Первые проталины
Шрифт:
Павлуша так искренне вглядывался, радуясь видению, так навстречу реке устремился, что более уравновешенная Княжна обратила на это внимание, обошла Павлушу со всех сторон, в глаза ему заглянуть успела, а потом и за руку потянула.
— Павлик… Да что ты, миленький?! Проснись. Смычка подходит. Ты чего-нибудь забыл, да? Денежки небось? Так ты наплюй! Обойдемся… Морячка, которому билеты предъявляют, я тоже уломаю. Пропустит нас и так. Только проснись, пожалуйста. Чего уж ты так-то? Мне боязно, миленький.
— А, чего? — встрепенулся наконец. — Стою смотрю! Хорошо!
Очнулся Павлуша на каменном полу, по которому бегали какие-то шелковистые серые насекомые. Луч солнца, пройдя насквозь решетку маленького, не имеющего стекол оконца, вонзился в цемент пола прямо перед носом лежавшего. Пахло хлоркой, как в общественной уборной.
На деревянном топчане, поджав под себя ноги, сидел сморщенный, круглолицый, узкоглазый старичок азиатского происхождения. Старичок неотрывно следил за движением солнечного луча, который хоть и медленно, а все ж таки перемещался по полу, упрямо подбираясь к веснушчатому носу паренька, распростертого на цементе. Когда осторожный луч решил все-таки дотронуться до лежащего и тот, вздрогнув, проснулся, желтенький старичок на топчане неожиданно громко захихикал тоненьким злобным голоском.

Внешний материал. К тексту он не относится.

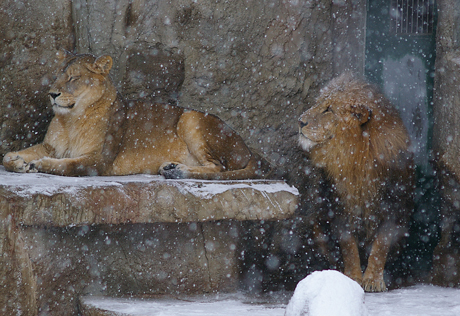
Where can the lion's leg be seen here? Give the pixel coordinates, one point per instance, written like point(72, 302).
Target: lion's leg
point(18, 161)
point(191, 129)
point(373, 277)
point(80, 166)
point(350, 254)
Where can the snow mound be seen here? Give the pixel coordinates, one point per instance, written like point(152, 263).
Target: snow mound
point(327, 293)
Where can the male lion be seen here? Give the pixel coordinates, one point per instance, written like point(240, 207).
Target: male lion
point(357, 137)
point(95, 132)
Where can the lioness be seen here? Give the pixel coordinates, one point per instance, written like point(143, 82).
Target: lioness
point(356, 135)
point(95, 132)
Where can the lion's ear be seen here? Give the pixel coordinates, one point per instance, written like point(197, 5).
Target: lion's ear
point(102, 65)
point(361, 112)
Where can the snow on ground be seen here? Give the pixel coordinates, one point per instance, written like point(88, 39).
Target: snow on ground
point(26, 184)
point(329, 293)
point(418, 300)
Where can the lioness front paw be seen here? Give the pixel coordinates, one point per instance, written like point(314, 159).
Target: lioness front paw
point(374, 285)
point(172, 171)
point(15, 163)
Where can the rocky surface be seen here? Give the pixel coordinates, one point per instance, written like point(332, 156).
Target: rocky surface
point(446, 143)
point(254, 64)
point(63, 237)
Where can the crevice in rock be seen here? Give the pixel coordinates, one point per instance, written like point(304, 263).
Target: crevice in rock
point(206, 256)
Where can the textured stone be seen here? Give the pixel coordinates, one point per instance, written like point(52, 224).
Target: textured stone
point(63, 237)
point(446, 143)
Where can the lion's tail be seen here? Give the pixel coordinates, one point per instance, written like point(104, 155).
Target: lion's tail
point(257, 168)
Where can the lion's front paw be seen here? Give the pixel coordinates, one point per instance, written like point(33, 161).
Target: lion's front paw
point(15, 163)
point(374, 285)
point(172, 171)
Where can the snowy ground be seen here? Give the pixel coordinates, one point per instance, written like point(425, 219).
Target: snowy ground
point(419, 300)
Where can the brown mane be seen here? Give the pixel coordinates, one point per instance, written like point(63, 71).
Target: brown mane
point(360, 161)
point(358, 138)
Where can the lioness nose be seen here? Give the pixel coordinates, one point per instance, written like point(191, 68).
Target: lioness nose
point(302, 124)
point(54, 95)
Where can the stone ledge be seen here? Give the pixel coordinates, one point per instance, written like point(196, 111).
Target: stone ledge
point(63, 237)
point(42, 199)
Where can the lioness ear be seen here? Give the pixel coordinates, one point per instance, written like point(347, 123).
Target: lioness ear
point(361, 112)
point(102, 65)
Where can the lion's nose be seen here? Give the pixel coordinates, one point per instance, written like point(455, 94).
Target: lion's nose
point(302, 124)
point(54, 95)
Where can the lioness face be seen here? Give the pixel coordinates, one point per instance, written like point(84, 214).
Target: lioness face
point(79, 84)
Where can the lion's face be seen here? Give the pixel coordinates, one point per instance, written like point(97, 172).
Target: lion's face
point(326, 119)
point(80, 83)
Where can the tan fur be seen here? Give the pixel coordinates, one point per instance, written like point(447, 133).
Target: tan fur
point(95, 132)
point(355, 134)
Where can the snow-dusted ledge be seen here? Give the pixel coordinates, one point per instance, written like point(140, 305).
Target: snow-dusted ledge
point(142, 235)
point(42, 199)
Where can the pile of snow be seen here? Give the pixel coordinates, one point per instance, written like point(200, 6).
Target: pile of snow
point(327, 293)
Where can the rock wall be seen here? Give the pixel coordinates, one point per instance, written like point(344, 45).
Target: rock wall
point(254, 64)
point(446, 141)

Павлуша резко приподнял свое туловище и, упираясь в пол руками, стал с нескрываемой ненавистью рассматривать старичка, не пустившего его, Павлушу, на нары или спихнувшего его ночью оттуда, как паршивую собаку.
— Твоя пила много вчера, — заулыбался старичок пуще прежнего, не раскрывая потаенных глаз. — Твоя сам лег под нары. А моя поднимать не моги тяжелое… Моя гришу имеет в животе.
Павлуша, сообразив, что попал он скорее всего в милицию и находится сейчас в камере предварительного заключения — капезе, несколько собрался внутри, ощетинив силенки и ощутив себя как бы на прежнем, доотцовском режиме. Опыт подсказывал, что в камере необходимо сразу же заявить о себе как о «законном» пацане, воре, которому море по колено и тюрьма — мать родная. Старику хорошо бы сразу же в лоб дать. Иначе он так и будет мораль ему читать да хихикать, как ненормальный.
Павлуша хотел стремительным броском, по-кошачьи, со всех четырех «лап» приподнять себя от пола, но вчерашнее ресторанное разгуляйство изжевало его жиденькие, не закаленные трудовым опытом мускулы, внесло в них инфекцию страха, нерешительности. Однако же к деду он подскочил довольно резво и за грязный, рифленой вязки, бесцветно-серый воротник шерстяного свитера ухватиться успел.
— Ты это что же, падла! По-сонному — человека на пол кидать?!
И вдруг — боль! Острая, отвратительная, парализующая руку. Старичок сделал какое-то едва уловимое движение, что-то неладное сотворив с Павлушиной рукой.
—
— Моя прием применила, — невозмутимо пояснил старичок. — Давай научу, хочешь? Гляди, башка, запоминай. Пригодится другой раз. Моя твоя за горло берет, понял? А ты — раз! — и мала-мала делаешь мне больно. Вот так. Моя твоя за руку берет, понял? А ты — раз! — и делаешь мне больно. Вот так. Моя твоя за брюхо берет, понял? А ты — раз! — и делаешь мне козья морда. Моя твоя обнимает, в клещи берет, а ты — раз! — и я землю кушай.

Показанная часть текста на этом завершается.